Instruksi tertuang dalam Surat Edaran Bupati Inhu Nomor: 100.3.4.2/DISDIKBUD/43 yang ditandatangani Bupati Ade Agus Hartanto, Senin (7/9/2026).
Tujuh kecamatan yang diberlakukan PJJ adalah Batang Cenaku, Batang Gansal, Lubuk Batu Jaya, Kelayang, Peranap, Batang Peranap, dan Rakit Kulim.
Selama Selasa-Rabu, 8 s.d 9 September 2026, seluruh satuan pendidikan di bawah Dinas Pendidikan dan Kementerian Agama di wilayah itu dilarang menggelar pembelajaran tatap muka.
Keputusan didasarkan pada data Estimasi Nilai ISPU 14 Kecamatan Inhu, Senin (7/9) pukul 10.00 WIB. Konsentrasi PM2.5 tercatat 118 µg/m³ hingga 176 µg/m³, masuk kategori Tidak Sehat hingga Sangat Tidak Sehat.
Kondisi ini diperparah dengan masih berlakunya Status Siaga Darurat Karhutla 2026 di Inhu.

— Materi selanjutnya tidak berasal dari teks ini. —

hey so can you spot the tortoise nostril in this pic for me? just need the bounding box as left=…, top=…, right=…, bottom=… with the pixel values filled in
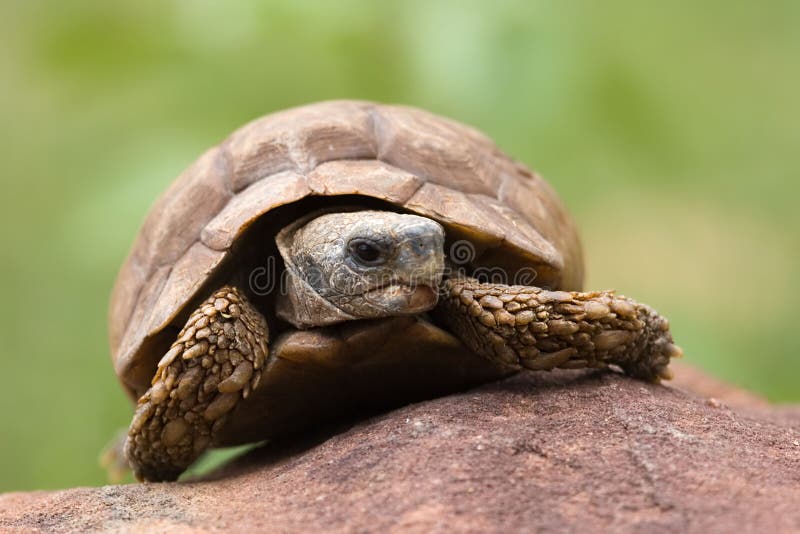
left=404, top=236, right=436, bottom=258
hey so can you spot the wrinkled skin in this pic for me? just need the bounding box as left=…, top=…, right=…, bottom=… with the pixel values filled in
left=124, top=210, right=681, bottom=482
left=275, top=211, right=444, bottom=328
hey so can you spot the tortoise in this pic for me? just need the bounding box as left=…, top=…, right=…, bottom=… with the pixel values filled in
left=109, top=100, right=681, bottom=482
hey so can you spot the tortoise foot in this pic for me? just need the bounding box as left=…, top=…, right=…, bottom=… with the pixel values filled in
left=125, top=286, right=268, bottom=482
left=436, top=277, right=681, bottom=382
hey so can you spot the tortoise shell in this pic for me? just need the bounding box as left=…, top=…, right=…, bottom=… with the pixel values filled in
left=109, top=100, right=583, bottom=400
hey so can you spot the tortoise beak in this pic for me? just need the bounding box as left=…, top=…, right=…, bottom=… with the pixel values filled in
left=363, top=283, right=439, bottom=315
left=406, top=284, right=440, bottom=312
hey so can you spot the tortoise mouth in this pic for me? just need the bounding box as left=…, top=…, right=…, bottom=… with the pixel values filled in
left=361, top=283, right=439, bottom=315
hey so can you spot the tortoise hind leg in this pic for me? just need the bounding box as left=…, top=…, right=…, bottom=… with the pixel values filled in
left=125, top=286, right=268, bottom=482
left=436, top=277, right=682, bottom=382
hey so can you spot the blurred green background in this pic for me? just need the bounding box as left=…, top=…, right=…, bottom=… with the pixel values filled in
left=1, top=0, right=798, bottom=491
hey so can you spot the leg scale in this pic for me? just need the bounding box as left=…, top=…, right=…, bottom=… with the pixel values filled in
left=125, top=286, right=268, bottom=482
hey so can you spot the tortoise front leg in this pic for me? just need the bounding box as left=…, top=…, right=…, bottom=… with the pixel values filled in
left=436, top=278, right=681, bottom=382
left=125, top=286, right=268, bottom=482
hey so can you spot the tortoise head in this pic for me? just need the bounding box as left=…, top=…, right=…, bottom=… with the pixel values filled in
left=275, top=210, right=445, bottom=329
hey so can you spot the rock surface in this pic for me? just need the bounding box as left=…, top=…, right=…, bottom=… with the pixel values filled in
left=2, top=363, right=799, bottom=533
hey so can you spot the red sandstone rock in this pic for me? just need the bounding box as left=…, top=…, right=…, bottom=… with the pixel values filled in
left=1, top=365, right=798, bottom=533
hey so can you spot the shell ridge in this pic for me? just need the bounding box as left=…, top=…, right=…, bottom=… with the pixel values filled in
left=217, top=141, right=237, bottom=197
left=396, top=174, right=427, bottom=205
left=287, top=128, right=311, bottom=174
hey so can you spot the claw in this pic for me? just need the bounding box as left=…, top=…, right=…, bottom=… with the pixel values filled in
left=666, top=343, right=684, bottom=359
left=658, top=366, right=675, bottom=381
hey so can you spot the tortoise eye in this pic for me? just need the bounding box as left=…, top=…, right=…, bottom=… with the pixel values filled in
left=349, top=239, right=386, bottom=266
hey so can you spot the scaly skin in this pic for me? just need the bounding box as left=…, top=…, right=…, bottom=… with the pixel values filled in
left=125, top=287, right=268, bottom=482
left=435, top=277, right=681, bottom=382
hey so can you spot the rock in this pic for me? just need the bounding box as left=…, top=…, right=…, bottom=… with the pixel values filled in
left=2, top=365, right=799, bottom=533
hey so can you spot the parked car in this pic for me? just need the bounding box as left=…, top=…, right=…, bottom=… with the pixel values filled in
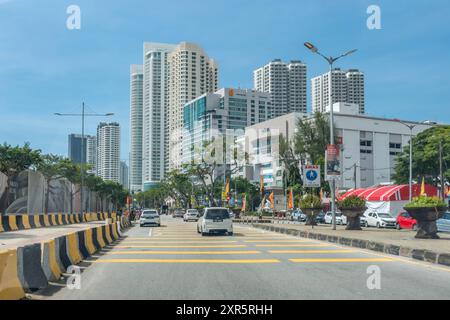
left=437, top=212, right=450, bottom=233
left=139, top=209, right=161, bottom=227
left=364, top=212, right=396, bottom=228
left=396, top=212, right=418, bottom=230
left=184, top=209, right=200, bottom=222
left=197, top=207, right=233, bottom=236
left=315, top=211, right=326, bottom=224
left=173, top=209, right=185, bottom=218
left=291, top=209, right=306, bottom=222
left=324, top=211, right=346, bottom=225
left=360, top=215, right=367, bottom=227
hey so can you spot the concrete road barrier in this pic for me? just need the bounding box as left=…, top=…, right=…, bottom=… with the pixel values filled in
left=0, top=249, right=26, bottom=300
left=22, top=215, right=32, bottom=229
left=104, top=224, right=113, bottom=244
left=96, top=226, right=106, bottom=249
left=83, top=229, right=97, bottom=255
left=76, top=230, right=90, bottom=260
left=8, top=215, right=19, bottom=231
left=41, top=239, right=63, bottom=282
left=17, top=244, right=48, bottom=293
left=66, top=233, right=82, bottom=266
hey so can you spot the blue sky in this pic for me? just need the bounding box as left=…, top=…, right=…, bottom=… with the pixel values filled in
left=1, top=0, right=450, bottom=163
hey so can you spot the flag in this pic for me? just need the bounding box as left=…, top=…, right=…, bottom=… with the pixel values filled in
left=260, top=175, right=265, bottom=195
left=241, top=195, right=247, bottom=212
left=421, top=177, right=426, bottom=196
left=269, top=192, right=275, bottom=209
left=225, top=178, right=230, bottom=195
left=319, top=188, right=324, bottom=201
left=260, top=195, right=266, bottom=210
left=288, top=188, right=294, bottom=210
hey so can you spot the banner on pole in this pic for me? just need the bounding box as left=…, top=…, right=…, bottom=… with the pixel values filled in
left=325, top=145, right=341, bottom=181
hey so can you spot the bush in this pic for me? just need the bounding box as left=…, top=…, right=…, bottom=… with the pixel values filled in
left=337, top=195, right=366, bottom=210
left=299, top=194, right=322, bottom=209
left=405, top=196, right=447, bottom=209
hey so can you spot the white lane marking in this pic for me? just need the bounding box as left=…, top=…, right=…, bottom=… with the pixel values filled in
left=148, top=229, right=152, bottom=237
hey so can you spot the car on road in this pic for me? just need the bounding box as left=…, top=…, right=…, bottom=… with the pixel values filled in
left=184, top=209, right=200, bottom=222
left=197, top=207, right=233, bottom=236
left=437, top=212, right=450, bottom=233
left=324, top=211, right=346, bottom=225
left=315, top=211, right=326, bottom=224
left=363, top=212, right=396, bottom=228
left=139, top=209, right=161, bottom=227
left=291, top=209, right=306, bottom=222
left=396, top=212, right=418, bottom=230
left=172, top=209, right=185, bottom=218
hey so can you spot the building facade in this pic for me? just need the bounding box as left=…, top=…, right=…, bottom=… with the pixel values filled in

Dalam SE itu Bupati menegaskan 3 poin utama untuk 7 kecamatan terdampak:
1. PJJ Wajib: Belajar Dari Rumah dilakukan secara sederhana dan tidak membebani siswa.

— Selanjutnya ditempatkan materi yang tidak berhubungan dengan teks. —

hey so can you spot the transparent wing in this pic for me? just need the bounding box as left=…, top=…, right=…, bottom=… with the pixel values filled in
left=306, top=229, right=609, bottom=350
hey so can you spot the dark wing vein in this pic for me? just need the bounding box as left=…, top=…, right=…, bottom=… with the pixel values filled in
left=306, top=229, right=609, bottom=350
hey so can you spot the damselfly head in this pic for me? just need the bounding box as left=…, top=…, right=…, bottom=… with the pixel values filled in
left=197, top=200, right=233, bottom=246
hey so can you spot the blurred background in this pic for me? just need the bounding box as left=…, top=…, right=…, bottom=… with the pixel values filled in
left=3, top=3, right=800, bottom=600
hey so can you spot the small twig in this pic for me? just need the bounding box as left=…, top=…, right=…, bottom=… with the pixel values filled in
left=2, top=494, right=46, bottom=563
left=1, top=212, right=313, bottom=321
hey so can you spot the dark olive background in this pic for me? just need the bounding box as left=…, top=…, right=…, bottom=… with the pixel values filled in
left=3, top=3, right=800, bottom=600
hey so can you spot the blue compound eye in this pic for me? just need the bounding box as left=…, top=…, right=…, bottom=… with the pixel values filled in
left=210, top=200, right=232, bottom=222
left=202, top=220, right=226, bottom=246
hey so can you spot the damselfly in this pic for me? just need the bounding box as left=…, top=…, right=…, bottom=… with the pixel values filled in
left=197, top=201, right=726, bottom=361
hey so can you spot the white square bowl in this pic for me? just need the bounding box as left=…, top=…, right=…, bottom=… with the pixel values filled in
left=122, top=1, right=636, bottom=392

2. Larangan Aktivitas Luring: Peserta didik dilarang ke sekolah maupun kegiatan kelompok luar ruangan.
3. MBG Dihentikan Sementara: Penyaluran Makan Bergizi Gratis ditunda sesuai SE Kepala KPPG Pekanbaru Nomor: B-381/06.01.02/08/2026.
Orang tua diimbau memastikan anak tetap di rumah. Jika terpaksa keluar, wajib menggunakan masker.
“Langkah ini bukan libur, melainkan pengalihan metode belajar demi memastikan hak pendidikan anak tetap terpenuhi tanpa mengorbankan kesehatan mereka dari paparan asap,” ujar Bupati Ade Agus Hartanto.
Pemkab Inhu bersama BMKG akan terus memantau kualitas udara. Pelaksanaan pembelajaran tatap muka akan dievaluasi setelah 9 September sesuai perkembangan kabut asap.